Bundle-specific Tractogram Distribution Estimation Using Higher-order Streamline Differential Equation
- URL: http://arxiv.org/abs/2307.02825v2
- Date: Sun, 18 Aug 2024 02:28:54 GMT
- Title: Bundle-specific Tractogram Distribution Estimation Using Higher-order Streamline Differential Equation
- Authors: Yuanjing Feng, Lei Xie, Jingqiang Wang, Qiyuan Tian, Jianzhong He, Qingrun Zeng, Fei Gao,
- Abstract summary: We propose a novel tractography method based on a bundle-specific tractogram distribution function.

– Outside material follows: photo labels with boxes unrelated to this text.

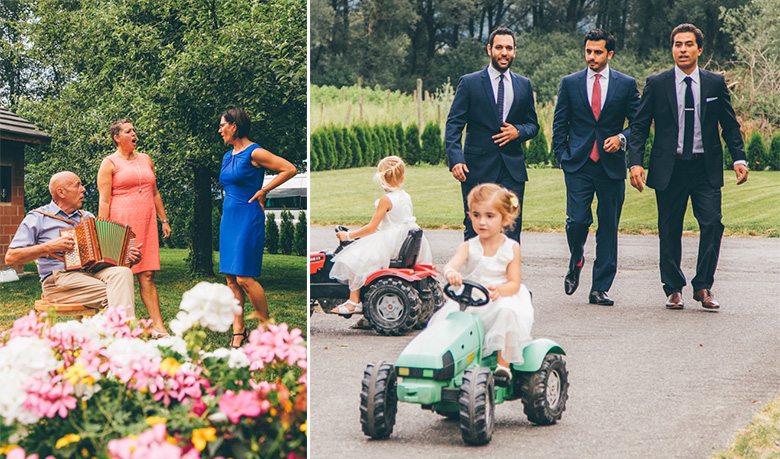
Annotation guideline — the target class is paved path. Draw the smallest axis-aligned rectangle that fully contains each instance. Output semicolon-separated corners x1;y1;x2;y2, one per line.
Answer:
309;227;780;459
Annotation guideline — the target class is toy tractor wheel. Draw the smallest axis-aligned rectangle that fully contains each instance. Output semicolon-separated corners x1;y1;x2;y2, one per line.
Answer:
360;362;398;439
458;367;495;445
414;277;444;330
522;354;569;426
363;277;422;335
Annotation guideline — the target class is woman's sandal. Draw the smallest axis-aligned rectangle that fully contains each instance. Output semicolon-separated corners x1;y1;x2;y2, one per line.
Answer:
230;328;246;349
494;364;512;381
330;300;363;316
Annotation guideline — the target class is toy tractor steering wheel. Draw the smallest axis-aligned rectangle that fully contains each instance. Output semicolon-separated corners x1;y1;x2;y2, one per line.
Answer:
444;279;490;308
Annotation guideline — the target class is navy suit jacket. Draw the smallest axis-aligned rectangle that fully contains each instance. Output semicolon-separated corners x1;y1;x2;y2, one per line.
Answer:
628;68;745;191
444;67;539;184
552;68;639;180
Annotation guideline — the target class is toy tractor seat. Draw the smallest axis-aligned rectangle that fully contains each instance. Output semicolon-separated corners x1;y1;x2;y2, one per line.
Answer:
390;228;422;268
35;293;100;317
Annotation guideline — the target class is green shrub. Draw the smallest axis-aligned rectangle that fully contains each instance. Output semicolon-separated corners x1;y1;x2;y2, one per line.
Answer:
420;123;444;164
293;211;307;255
309;132;322;171
265;212;279;255
402;123;422;166
279;208;295;255
767;130;780;171
745;131;767;171
525;129;549;164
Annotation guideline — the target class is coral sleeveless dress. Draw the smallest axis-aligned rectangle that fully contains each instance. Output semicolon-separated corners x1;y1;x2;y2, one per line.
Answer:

A unified framework for any higher-order streamline differential equation is presented to describe the fiber bundles.
At the global level, the tractography process is simplified as the estimation of bundle-specific tractogram distribution (BTD) coefficients.
- Score: 15.371246200911651
- License: http://arxiv.org/licenses/nonexclusive-distrib/1.0/
- Abstract: Tractography traces the peak directions extracted from fiber orientation distribution (FOD) suffering from ambiguous spatial correspondences between diffusion directions and fiber geometry, which is prone to producing erroneous tracks while missing true positive connections. The peaks-based tractography methods 'locally' reconstructed streamlines in 'single to single' manner, thus lacking of global information about the trend of the whole fiber bundle. In this work, we propose a novel tractography method based on a bundle-specific tractogram distribution function by using a higher-order streamline differential equation, which reconstructs the streamline bundles in 'cluster to cluster' manner. A unified framework for any higher-order streamline differential equation is presented to describe the fiber bundles with disjoint streamlines defined based on the diffusion tensor vector field. At the global level, the tractography process is simplified as the estimation of bundle-specific tractogram distribution (BTD) coefficients by minimizing the energy optimization model, and is used to characterize the relations between BTD and diffusion tensor vector under the prior guidance by introducing the tractogram bundle information to provide anatomic priors. Experiments are performed on simulated Hough, Sine, Circle data, ISMRM 2015 Tractography Challenge data, FiberCup data, and in vivo data from the Human Connectome Project (HCP) data for qualitative and quantitative evaluation. The results demonstrate that our approach can reconstruct the complex global fiber bundles directly. BTD reduces the error deviation and accumulation at the local level and shows better results in reconstructing long-range, twisting, and large fanning tracts.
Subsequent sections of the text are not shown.